According to figures published by HM Revenue and Customs (HMRC), the number of people who live in the UK but pay no tax on their offshore income has fallen to a record low.
Since last year, the amount of tax paid by non-domiciled (nom-dom) individuals has fallen dramatically to £7.54 billion, down from a record high of £9.49 billion last year.
HMRC reports that 78,300 individuals claimed nom-dom taxpayer status in the UK in their self-assessment tax returns in 2017-18, a 13.5 per cent decrease from 90,500 in 2016-17. As a result, their status led to a £2 billion decline in the taxes paid to the exchequer.
Non-dom individuals are taxed only on income and capital gains which arise in the UK, paying UK tax only on money remitted into the country, while the vast majority of taxpayers who are considered to be domiciled pay tax on income and capital gains whether they arise in the UK or abroad.
HMRC said the number of non-doms had also fallen because some had chosen to change their status to be UK-domiciled after the Government introduced an annual “non-dom levy” of between £30,000 and £60,000.

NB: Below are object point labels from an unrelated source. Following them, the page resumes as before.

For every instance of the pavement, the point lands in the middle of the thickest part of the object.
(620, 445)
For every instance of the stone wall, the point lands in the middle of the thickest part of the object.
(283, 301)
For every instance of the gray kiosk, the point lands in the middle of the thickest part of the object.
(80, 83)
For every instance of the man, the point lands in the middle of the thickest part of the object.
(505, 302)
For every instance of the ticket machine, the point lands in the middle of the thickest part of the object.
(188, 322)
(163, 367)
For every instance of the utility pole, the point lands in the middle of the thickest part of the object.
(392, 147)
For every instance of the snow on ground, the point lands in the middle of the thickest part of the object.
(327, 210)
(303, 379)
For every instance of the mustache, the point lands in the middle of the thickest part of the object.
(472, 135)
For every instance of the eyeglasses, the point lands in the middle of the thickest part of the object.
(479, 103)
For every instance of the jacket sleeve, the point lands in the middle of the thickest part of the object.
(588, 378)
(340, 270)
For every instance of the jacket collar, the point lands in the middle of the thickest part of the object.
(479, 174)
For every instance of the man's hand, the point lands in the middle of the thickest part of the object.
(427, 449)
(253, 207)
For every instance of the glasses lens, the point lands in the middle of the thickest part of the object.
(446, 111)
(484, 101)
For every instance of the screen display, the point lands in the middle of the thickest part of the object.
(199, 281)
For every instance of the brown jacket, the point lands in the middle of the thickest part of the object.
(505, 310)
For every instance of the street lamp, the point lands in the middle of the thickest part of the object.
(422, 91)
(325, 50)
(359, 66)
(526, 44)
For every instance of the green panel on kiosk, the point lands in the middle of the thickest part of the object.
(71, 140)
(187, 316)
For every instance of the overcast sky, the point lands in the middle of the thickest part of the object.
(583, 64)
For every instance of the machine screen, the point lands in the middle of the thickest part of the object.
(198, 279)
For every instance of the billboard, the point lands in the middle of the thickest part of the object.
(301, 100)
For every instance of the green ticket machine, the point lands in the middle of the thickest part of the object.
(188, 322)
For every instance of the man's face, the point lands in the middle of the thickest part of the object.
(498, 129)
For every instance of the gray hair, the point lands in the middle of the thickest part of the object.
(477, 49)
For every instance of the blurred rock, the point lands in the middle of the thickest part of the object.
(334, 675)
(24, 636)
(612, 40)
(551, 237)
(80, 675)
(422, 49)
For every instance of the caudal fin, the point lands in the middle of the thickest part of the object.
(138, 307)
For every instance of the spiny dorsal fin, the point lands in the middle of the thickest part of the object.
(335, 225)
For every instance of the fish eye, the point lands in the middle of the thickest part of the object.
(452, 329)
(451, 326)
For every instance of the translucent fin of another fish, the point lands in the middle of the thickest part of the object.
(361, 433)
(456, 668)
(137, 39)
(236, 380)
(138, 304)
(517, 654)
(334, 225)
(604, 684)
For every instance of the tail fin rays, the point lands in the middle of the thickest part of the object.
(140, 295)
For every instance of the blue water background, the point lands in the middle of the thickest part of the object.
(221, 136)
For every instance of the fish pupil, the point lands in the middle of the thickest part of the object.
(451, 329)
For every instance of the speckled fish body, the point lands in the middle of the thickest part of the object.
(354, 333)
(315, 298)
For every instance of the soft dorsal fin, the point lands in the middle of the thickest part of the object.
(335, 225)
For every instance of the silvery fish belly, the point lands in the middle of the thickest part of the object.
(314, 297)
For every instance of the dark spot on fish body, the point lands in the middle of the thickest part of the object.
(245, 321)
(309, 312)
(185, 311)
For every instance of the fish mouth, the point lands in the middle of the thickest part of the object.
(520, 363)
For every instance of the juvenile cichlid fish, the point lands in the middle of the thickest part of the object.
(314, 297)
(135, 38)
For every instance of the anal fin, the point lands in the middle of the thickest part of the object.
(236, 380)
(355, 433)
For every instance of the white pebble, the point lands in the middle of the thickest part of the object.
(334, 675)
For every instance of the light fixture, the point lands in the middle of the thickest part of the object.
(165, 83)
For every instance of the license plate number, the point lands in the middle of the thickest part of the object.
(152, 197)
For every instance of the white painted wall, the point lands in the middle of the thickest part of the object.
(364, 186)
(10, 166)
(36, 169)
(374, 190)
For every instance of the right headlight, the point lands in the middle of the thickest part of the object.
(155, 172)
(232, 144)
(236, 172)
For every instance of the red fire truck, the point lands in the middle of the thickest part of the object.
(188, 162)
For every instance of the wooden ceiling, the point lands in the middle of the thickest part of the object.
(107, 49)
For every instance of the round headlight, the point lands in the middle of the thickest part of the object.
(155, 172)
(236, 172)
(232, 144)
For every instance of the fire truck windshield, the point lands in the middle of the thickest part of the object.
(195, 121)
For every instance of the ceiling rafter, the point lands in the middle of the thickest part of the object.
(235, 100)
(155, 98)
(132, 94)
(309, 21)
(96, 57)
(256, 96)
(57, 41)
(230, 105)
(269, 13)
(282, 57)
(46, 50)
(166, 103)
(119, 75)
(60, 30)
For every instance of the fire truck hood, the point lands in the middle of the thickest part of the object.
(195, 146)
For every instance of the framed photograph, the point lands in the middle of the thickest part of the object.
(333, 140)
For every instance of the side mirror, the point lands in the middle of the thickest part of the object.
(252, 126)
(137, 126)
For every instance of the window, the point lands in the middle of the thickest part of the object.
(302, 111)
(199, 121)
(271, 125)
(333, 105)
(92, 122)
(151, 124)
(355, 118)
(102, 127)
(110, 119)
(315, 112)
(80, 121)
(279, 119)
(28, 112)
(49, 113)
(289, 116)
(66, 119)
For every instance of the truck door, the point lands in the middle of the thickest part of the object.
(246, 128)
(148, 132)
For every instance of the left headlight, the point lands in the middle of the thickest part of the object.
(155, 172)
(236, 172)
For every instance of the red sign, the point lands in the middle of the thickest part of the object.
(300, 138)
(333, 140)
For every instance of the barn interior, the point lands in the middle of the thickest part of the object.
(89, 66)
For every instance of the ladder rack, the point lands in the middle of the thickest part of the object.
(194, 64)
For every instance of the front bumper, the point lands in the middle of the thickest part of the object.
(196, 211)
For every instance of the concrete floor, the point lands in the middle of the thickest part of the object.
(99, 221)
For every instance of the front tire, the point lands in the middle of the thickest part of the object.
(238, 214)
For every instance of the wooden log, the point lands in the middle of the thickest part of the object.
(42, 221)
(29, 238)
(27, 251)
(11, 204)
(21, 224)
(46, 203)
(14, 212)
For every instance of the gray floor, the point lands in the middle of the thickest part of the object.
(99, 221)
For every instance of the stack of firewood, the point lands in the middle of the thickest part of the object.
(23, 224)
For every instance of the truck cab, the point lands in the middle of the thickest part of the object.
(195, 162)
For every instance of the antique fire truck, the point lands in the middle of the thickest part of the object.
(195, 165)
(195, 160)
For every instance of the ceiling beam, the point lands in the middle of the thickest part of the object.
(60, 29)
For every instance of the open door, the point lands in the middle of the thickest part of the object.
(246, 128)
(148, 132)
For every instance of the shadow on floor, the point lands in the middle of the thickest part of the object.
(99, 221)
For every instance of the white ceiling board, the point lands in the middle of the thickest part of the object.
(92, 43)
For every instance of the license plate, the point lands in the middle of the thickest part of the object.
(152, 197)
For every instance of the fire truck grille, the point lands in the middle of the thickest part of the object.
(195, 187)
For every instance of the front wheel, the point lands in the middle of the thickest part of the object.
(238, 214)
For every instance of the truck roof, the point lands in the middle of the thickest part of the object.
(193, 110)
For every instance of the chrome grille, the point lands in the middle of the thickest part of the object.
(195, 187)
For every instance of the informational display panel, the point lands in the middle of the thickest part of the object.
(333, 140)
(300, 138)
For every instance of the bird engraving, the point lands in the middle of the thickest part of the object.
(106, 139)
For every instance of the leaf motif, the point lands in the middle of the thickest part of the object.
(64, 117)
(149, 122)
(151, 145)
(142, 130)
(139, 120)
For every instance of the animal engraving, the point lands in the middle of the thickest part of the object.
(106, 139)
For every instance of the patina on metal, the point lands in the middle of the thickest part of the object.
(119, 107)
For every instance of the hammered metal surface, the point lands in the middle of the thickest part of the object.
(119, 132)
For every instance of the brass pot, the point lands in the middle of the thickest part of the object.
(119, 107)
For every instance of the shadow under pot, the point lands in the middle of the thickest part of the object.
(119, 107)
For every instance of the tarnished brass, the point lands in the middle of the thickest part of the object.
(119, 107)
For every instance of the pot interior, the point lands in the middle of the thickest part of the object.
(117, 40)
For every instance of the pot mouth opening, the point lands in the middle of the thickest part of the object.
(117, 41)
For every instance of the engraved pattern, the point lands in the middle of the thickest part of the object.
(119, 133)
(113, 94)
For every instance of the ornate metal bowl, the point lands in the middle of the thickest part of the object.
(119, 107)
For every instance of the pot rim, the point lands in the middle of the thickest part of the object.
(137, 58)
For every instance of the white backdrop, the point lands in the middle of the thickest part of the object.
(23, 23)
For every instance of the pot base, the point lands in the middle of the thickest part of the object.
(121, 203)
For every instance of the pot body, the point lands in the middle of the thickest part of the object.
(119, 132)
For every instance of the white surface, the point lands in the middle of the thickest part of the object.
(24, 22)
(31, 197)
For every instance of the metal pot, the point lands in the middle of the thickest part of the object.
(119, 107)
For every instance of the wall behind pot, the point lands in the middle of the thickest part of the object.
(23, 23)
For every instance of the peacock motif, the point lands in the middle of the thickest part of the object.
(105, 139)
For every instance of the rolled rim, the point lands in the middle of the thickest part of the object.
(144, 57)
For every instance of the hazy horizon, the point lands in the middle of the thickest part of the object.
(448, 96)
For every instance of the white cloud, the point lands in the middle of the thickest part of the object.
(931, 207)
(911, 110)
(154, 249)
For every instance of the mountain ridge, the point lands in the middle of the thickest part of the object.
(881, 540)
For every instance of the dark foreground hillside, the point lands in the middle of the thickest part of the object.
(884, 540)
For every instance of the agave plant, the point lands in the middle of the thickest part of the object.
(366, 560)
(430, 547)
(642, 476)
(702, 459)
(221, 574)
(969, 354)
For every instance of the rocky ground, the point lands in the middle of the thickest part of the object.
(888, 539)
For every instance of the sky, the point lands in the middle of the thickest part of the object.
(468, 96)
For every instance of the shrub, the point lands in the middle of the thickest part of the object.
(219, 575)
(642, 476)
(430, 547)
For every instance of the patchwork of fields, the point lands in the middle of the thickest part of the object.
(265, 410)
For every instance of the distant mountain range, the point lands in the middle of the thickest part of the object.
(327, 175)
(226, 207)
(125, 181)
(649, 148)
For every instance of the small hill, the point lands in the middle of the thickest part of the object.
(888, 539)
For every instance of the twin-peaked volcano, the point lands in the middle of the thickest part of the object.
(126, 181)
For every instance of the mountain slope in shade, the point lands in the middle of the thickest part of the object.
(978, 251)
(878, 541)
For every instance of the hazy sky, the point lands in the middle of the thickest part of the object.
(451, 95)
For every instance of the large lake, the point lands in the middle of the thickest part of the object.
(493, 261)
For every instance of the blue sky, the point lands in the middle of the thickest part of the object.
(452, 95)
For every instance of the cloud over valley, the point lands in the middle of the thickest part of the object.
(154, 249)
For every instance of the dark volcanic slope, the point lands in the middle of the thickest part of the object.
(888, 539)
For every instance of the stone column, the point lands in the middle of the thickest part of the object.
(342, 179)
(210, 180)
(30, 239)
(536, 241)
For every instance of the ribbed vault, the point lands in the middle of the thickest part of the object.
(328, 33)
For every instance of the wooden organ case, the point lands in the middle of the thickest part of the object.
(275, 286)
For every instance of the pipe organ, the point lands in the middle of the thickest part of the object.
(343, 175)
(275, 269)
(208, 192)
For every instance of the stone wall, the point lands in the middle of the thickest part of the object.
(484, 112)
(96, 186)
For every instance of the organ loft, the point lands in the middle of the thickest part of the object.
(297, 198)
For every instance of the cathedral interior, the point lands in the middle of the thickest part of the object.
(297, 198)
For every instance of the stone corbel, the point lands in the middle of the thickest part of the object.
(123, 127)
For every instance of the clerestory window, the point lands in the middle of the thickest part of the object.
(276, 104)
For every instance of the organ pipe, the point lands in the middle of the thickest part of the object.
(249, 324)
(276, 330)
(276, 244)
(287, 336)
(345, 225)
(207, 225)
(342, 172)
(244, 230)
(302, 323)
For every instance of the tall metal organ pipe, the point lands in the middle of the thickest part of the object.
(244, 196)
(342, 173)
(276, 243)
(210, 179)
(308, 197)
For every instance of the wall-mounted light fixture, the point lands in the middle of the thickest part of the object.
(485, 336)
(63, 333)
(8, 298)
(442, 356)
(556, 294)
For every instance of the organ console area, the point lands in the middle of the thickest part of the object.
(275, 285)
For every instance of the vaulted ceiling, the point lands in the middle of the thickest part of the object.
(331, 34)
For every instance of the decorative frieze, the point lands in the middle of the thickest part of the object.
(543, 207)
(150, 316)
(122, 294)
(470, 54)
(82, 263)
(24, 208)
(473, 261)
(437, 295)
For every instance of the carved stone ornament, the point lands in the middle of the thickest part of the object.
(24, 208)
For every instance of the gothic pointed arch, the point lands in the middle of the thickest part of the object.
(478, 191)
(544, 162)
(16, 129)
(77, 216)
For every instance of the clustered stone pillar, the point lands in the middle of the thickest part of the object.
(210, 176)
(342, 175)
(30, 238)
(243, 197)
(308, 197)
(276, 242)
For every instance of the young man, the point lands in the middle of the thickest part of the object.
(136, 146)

The levy which came into effect in April 2017, allows non-doms to continue to pay no tax on offshore income and capital gains unless they bring the money to the UK.
The Institute for Fiscal Studies thinktank found that the proportion of the top one per cent of highest-income taxpayers who live in London had increased by a fifth since the early 2000s.
London had the largest non-dom taxpayer population in 2016-17 with 58 per cent of non-dom taxpayers residing there, accounting for 76 per cent of all income tax, capital gains tax and NICs paid by non-doms.
An HMRC spokesperson said: “We believe those who choose to live in the UK for a long time should pay taxes here like everybody else. That’s why we changed the rules so that individuals who have been resident in the UK for at least 15 out of the last 20 tax years are now deemed to be domiciled in the UK.”